When it comes to controversial issues and contentious debates, congressional votes tend to be split along party lines. Yesterday, however, the House took up a resolution calling for Special Counsel Robert Mueller's report to be made available to the public and Congress -- and it passed 420 to zero.
The measure, which appears to have been intended to put increased pressure on Attorney General William Barr, Donald Trump's newest cabinet member, now heads to the Senate where it's unlikely to fare well.
That's not just a guess. Senate Judiciary Committee Chairman Lindsey Graham (R-S.C.) not only balked when Democratic leaders sought unanimous consent to approve the symbolic resolution, the South Carolinian also issued a curious press statement about his position on the matter.
"As currently constructed, I cannot support the House-passed resolution calling for the release of the Mueller report. However, I would agree to the resolution with a simple change -- it be amended to call for the appointment of a Special Counsel to:"Investigate alleged misconduct around the handling of the Clinton email investigation."Investigate the abuse of the FISA warrant process against Mr. Carter Page."
Even by 2019 standards, this is pretty nutty. Graham isn't necessarily opposed to Mueller's work, and he's willing to tolerate a non-binding resolution about making the special counsel's report available to the public, but only if Congress also endorses the appointment of another special counsel who'd investigate some painfully foolish Republican conspiracy theories.
Remember, this statement wasn't issued from some fringe backbencher who wrote a weird piece for a right-wing website; this was a press statement from the sitting chairman of the Senate Judiciary Committee.
There's been all kinds of speculation in recent months about what in the world happened to Lindsey Graham -- a senator who tried to cultivate a reputation as a serious and constructive lawmaker who was eager to work on bipartisan compromises, but who's since transformed into something very different. I don't have much use for assorted conspiracy theories about Donald Trump having some damaging information on the GOP senator, forcing him to behave this way.
The truth is almost certainly simpler: many Republicans, especially those from ruby-red states, have come to believe their careers depend on fealty to Trump.

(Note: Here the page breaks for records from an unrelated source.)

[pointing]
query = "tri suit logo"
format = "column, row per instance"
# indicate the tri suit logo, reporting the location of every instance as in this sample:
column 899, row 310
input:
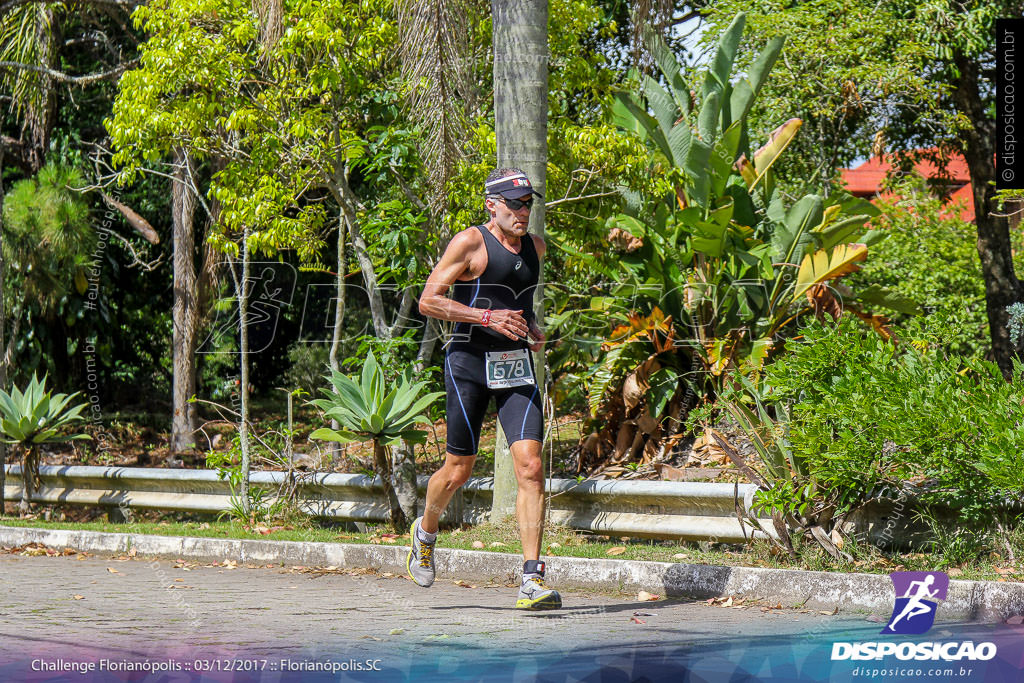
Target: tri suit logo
column 918, row 596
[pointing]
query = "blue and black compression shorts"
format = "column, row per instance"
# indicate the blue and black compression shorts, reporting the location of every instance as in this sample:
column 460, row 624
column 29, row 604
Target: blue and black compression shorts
column 468, row 398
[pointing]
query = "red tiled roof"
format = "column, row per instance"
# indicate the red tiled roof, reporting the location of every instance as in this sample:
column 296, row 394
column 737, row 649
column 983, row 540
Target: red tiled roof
column 867, row 178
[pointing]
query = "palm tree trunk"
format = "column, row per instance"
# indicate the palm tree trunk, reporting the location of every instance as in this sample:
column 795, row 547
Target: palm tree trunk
column 28, row 480
column 184, row 314
column 520, row 43
column 398, row 519
column 339, row 315
column 1003, row 288
column 243, row 291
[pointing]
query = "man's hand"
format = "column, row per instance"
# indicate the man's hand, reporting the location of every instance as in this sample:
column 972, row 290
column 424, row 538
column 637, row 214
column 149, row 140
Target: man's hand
column 509, row 323
column 538, row 336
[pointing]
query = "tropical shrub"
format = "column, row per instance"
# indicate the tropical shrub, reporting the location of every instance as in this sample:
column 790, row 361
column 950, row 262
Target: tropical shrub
column 32, row 419
column 368, row 412
column 930, row 257
column 865, row 416
column 713, row 273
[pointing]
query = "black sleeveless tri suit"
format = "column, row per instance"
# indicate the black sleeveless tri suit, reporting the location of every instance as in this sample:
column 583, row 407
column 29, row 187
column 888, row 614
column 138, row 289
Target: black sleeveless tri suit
column 507, row 283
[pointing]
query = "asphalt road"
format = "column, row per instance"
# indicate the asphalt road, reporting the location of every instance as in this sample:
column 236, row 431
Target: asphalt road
column 81, row 608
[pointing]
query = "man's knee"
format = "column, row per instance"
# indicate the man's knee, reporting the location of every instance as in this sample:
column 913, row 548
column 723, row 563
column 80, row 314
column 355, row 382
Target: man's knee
column 529, row 471
column 457, row 472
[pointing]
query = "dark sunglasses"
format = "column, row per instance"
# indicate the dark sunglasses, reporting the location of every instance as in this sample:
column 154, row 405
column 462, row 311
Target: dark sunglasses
column 515, row 205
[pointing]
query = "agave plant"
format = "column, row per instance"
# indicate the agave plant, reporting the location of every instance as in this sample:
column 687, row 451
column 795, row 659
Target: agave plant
column 718, row 269
column 366, row 411
column 32, row 419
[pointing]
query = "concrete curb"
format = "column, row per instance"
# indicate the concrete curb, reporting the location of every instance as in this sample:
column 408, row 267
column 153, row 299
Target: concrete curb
column 968, row 600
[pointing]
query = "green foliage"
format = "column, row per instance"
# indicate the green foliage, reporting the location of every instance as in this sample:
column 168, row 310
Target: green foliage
column 261, row 506
column 48, row 238
column 930, row 257
column 306, row 364
column 1016, row 324
column 719, row 267
column 36, row 416
column 33, row 418
column 867, row 415
column 367, row 411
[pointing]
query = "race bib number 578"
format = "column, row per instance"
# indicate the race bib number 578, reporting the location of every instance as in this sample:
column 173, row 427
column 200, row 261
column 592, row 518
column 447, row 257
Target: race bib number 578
column 509, row 369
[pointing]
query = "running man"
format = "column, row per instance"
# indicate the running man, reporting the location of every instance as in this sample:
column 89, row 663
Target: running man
column 493, row 270
column 918, row 591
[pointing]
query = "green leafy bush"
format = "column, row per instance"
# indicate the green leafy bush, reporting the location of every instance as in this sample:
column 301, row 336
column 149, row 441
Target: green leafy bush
column 866, row 414
column 34, row 418
column 930, row 257
column 368, row 409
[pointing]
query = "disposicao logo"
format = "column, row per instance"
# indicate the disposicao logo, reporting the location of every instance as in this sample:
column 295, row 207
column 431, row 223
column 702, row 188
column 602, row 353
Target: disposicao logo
column 918, row 597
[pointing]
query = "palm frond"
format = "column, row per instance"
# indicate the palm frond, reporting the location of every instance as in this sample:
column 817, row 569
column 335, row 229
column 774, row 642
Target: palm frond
column 435, row 57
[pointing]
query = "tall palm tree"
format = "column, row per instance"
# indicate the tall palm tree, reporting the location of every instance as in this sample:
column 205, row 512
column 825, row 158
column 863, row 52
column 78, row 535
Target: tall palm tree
column 184, row 313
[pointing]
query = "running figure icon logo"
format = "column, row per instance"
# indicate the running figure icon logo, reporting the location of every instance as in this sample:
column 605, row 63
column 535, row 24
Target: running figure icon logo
column 918, row 596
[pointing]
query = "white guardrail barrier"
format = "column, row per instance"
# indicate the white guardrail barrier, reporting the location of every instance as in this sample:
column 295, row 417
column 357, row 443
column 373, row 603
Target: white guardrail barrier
column 691, row 511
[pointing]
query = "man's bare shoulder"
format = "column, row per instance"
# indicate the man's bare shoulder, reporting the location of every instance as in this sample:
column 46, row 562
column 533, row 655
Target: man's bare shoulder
column 465, row 241
column 540, row 244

Those who stray tend to lose, often in the face of primary challenges from those who swear undying allegiance to the Republican White House.
Graham will seek re-election next year, and as he recently told the New York Times, in explaining his metamorphosis, "If you don't want to get re-elected, you're in the wrong business."
At some point in the future, Graham may look back on this period of his career and reflect on whether it was worth it. I wonder what he'll say.